XTRACT(1) | NCBI Entrez Direct User's Manual | XTRACT(1) |
NAME¶
xtract - convert XML into a table of data valuesSYNOPSIS¶
xtract [-help] [-cleanup] [-compress] [-input filename] [-pattern expr] [-group expr] [-block expr] [-subset expr] [-if expr [constraint]] [-unless expr [constraint]] [-and condition] [-or condition] [-else] [-position pos] [-equals str] [-contains str] [-starts-with str] [-ends-with str] [-is-not str] [-gt N] [-ge N] [-lt N] [-le N] [-eq N] [-ne N] [-ret str] [-tab str] [-sep str] [-pfx str] [-sfx str] [-clr] [-pfc str] [-rst] [-def str] [-lbl str] [-element element] [-first element] [-last element] [-NAME] [-num element] [-len element] [-sum element] [-min element] [-max element] [-inc element] [-dec element] [-sub element] [-avg element] [-dev element] [-encode element] [-upper element] [-lower element] [-title element] [-terms element] [-words element] [-pairs element] [-phrase element] [-letters element] [-0-based element] [-1-based element] [-ucsc-based element] [-insd arg ...] [-head str] [-tail str] [-hd str] [-tl str] [-format fmt] [-filter element action target] [-verify] [-outline] [-synopsis] [-examples] [-version]DESCRIPTION¶
xtract converts an XML document into a table of data values according to user-specified rules.OPTIONS¶
Processing¶
- -cleanup
- Fix non-ASCII spaces.
- -compress
- Compress runs of spaces.
- -input filename
- Read from file instead of standard input.
Exploration Argument Hierarchy¶
- -pattern expr
- -group expr
- -block expr
- -subset expr
- Name of record within set.
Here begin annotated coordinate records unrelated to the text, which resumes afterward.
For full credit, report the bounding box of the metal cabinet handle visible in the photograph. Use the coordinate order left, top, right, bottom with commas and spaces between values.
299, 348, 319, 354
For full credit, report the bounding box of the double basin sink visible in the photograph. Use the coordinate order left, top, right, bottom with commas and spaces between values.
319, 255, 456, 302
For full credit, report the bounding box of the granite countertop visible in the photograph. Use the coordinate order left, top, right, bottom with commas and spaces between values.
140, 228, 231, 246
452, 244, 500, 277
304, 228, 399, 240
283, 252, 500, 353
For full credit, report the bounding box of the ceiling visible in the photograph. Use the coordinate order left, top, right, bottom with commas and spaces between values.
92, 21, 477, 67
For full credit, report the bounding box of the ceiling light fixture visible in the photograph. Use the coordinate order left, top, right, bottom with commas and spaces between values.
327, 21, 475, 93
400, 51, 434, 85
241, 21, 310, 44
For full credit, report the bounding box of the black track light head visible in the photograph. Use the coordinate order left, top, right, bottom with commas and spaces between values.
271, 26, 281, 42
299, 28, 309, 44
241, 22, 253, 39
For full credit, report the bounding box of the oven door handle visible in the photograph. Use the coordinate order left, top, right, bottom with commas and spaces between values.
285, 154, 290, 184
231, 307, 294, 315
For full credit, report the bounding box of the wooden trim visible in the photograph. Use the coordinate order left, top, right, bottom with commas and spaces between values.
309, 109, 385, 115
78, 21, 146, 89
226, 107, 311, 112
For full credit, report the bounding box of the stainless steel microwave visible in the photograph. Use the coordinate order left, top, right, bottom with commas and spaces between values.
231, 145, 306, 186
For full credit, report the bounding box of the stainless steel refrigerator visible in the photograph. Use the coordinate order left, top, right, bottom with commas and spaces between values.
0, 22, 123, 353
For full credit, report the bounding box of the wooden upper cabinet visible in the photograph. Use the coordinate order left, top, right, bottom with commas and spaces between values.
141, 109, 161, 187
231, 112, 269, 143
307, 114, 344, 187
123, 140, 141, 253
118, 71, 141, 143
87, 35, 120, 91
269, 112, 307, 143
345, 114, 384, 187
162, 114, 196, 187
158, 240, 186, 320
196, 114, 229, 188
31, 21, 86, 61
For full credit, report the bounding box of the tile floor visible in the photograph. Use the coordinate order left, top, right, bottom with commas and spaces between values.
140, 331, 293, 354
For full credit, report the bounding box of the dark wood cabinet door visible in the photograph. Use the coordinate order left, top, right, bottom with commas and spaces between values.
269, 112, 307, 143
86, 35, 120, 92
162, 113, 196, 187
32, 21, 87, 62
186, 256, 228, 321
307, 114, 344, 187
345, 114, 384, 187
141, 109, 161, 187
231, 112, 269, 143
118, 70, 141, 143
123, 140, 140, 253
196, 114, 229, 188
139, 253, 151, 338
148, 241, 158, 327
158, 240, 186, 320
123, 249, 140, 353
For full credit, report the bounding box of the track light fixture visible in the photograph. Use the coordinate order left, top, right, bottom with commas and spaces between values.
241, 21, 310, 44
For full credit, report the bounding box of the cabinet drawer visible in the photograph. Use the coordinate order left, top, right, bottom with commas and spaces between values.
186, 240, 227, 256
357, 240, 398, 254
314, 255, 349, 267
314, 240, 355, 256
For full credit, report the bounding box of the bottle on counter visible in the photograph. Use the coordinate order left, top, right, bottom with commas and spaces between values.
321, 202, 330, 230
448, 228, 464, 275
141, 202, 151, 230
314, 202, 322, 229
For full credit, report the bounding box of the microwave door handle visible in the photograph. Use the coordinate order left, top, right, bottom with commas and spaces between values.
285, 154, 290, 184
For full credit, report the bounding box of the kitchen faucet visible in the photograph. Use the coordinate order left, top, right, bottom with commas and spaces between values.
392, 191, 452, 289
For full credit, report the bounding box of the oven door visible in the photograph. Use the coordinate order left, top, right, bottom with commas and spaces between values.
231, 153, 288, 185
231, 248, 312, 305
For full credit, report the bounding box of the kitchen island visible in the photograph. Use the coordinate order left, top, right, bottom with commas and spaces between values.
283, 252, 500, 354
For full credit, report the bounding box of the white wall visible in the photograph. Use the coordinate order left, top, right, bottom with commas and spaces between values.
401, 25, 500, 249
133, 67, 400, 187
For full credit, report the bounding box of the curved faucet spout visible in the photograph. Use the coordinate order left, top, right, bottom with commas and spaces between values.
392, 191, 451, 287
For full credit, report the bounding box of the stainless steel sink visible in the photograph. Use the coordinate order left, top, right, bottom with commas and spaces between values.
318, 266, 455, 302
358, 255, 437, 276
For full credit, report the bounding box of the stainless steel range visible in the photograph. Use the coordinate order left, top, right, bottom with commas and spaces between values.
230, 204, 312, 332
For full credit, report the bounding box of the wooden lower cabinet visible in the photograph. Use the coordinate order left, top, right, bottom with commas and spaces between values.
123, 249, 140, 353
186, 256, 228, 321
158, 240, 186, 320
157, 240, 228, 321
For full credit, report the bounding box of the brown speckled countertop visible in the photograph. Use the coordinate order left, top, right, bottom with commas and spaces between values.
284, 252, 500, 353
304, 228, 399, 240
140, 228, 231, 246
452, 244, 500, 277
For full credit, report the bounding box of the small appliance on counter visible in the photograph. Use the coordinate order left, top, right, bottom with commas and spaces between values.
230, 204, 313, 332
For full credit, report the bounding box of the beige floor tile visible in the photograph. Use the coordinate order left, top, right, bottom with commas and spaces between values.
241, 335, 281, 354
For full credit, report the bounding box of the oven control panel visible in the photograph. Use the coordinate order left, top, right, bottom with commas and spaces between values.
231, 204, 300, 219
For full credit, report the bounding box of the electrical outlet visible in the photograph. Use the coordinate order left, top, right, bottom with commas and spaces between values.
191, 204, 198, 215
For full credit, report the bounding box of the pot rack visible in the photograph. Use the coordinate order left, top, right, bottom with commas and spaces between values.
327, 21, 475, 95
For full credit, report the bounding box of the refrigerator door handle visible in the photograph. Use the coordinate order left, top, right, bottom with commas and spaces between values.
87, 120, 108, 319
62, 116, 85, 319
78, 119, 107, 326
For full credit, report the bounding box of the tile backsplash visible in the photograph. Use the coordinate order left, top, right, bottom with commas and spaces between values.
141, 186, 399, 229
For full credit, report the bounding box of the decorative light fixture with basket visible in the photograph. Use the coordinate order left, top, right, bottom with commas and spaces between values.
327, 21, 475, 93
Use of different argument names allows command-line control of nested looping.
Exploration Constructs¶
- Object
- DateCreated
- Parent/Child
- Book/AuthorList
- Heterogeneous
- "PubmedArticleSet/*"
- Nested
- "*/Taxon"
- Recursive
- "**/Gene-commentary"
Conditional Execution¶
- -if expr [constraint]
- Element (or @attribute) must exist and satisfy any specified constraint.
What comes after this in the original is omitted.